My little one was perfect for helping me because her little hands could easily fit between the skin and the tender breast meat. She could shove that sage butter under that skin like nobody's business. Then I would drizzle the olive oil on top and she would massage the John, Tom, or Harold (yes, we have to name them first), like he had booked an hour at Massage Envy. She says 'It's my favorite part'. But she says every part is her favorite part ;)

Just now we were in the kitchen together, I was chopping the garlic and she had just started chopping the sage for the butter when the room instantly smelled like Thanksgiving and Christmas all rolled in to one. I looked over my shoulder at her and there she was, as tall as I, using the big-girl knife, and smelling like a holiday. The past eight Thanksgiving mornings flashed before my eyes and I burned another memory right into my spirit. The special place where you keep all the very best ones. And I am so thankful.

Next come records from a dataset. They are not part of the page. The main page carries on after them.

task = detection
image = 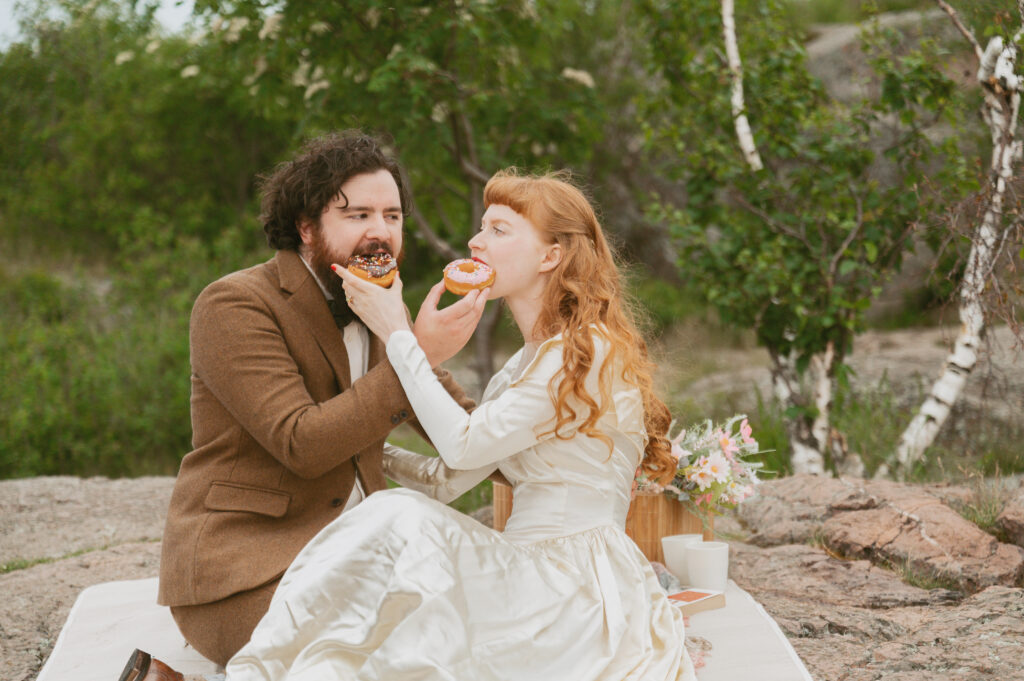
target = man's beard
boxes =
[309,228,402,300]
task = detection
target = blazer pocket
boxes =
[206,482,292,518]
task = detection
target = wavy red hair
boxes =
[483,168,676,482]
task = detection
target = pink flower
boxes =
[686,464,714,492]
[718,433,739,458]
[739,419,757,444]
[701,454,729,482]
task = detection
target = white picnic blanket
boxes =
[37,578,814,681]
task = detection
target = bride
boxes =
[225,171,694,681]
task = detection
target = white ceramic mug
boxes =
[686,542,729,591]
[662,535,703,587]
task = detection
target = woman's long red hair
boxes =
[483,169,676,482]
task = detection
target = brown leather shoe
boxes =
[118,648,185,681]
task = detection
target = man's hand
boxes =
[413,281,487,367]
[331,264,411,339]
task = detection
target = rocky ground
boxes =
[0,476,1024,681]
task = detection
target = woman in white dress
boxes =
[226,172,694,681]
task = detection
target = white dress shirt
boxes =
[300,256,370,513]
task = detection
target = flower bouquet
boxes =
[636,415,764,524]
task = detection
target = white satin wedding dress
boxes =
[226,332,694,681]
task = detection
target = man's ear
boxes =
[541,244,562,272]
[295,217,316,246]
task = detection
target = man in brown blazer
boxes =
[150,132,482,667]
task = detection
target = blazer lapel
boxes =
[274,251,352,390]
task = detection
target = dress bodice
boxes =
[388,330,646,543]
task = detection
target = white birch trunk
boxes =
[722,0,835,474]
[722,0,764,171]
[892,30,1021,476]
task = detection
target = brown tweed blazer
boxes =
[158,251,472,605]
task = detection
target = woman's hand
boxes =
[413,280,487,367]
[331,264,412,343]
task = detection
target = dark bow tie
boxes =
[327,298,358,329]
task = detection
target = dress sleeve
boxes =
[384,442,498,504]
[387,331,561,470]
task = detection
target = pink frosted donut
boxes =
[444,258,495,296]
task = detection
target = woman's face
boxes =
[469,204,560,299]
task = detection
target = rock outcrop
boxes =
[740,475,1024,593]
[0,476,1024,681]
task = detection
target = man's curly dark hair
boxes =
[259,130,411,251]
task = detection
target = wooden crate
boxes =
[494,482,715,563]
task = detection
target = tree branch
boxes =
[731,191,814,251]
[828,184,864,282]
[935,0,983,61]
[722,0,764,171]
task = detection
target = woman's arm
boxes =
[387,331,561,470]
[384,442,498,504]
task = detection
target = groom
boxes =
[153,132,482,667]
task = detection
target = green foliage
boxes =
[189,0,601,281]
[0,0,289,253]
[0,222,260,478]
[644,0,970,372]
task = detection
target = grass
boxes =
[0,540,112,574]
[951,471,1016,542]
[881,558,964,592]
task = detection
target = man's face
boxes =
[299,170,402,298]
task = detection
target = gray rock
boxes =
[822,481,1024,592]
[733,544,1024,681]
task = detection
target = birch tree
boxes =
[644,0,952,473]
[879,0,1024,475]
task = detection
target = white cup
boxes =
[662,535,703,587]
[686,542,729,591]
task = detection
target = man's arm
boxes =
[190,280,413,478]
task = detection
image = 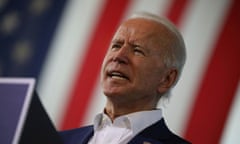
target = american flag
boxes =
[0,0,240,144]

She's gone back to bed for now. She will help me again in a few hours with the Best Damn Dressing ITW, and the potatoes, green beans, sweet potato casserole, and everything else. And everyone else will be up and music will be playing and we will be laughing and I will stress a little and they will make me laugh again and it will be a great day. But there is something special, almost sacred, about preparing the turkey with my youngest and getting it in the oven in the quiet of the morning.

I hope you have a wonderful Thanksgiving; and remember that giving thanks can be done every day, with or without a Harold!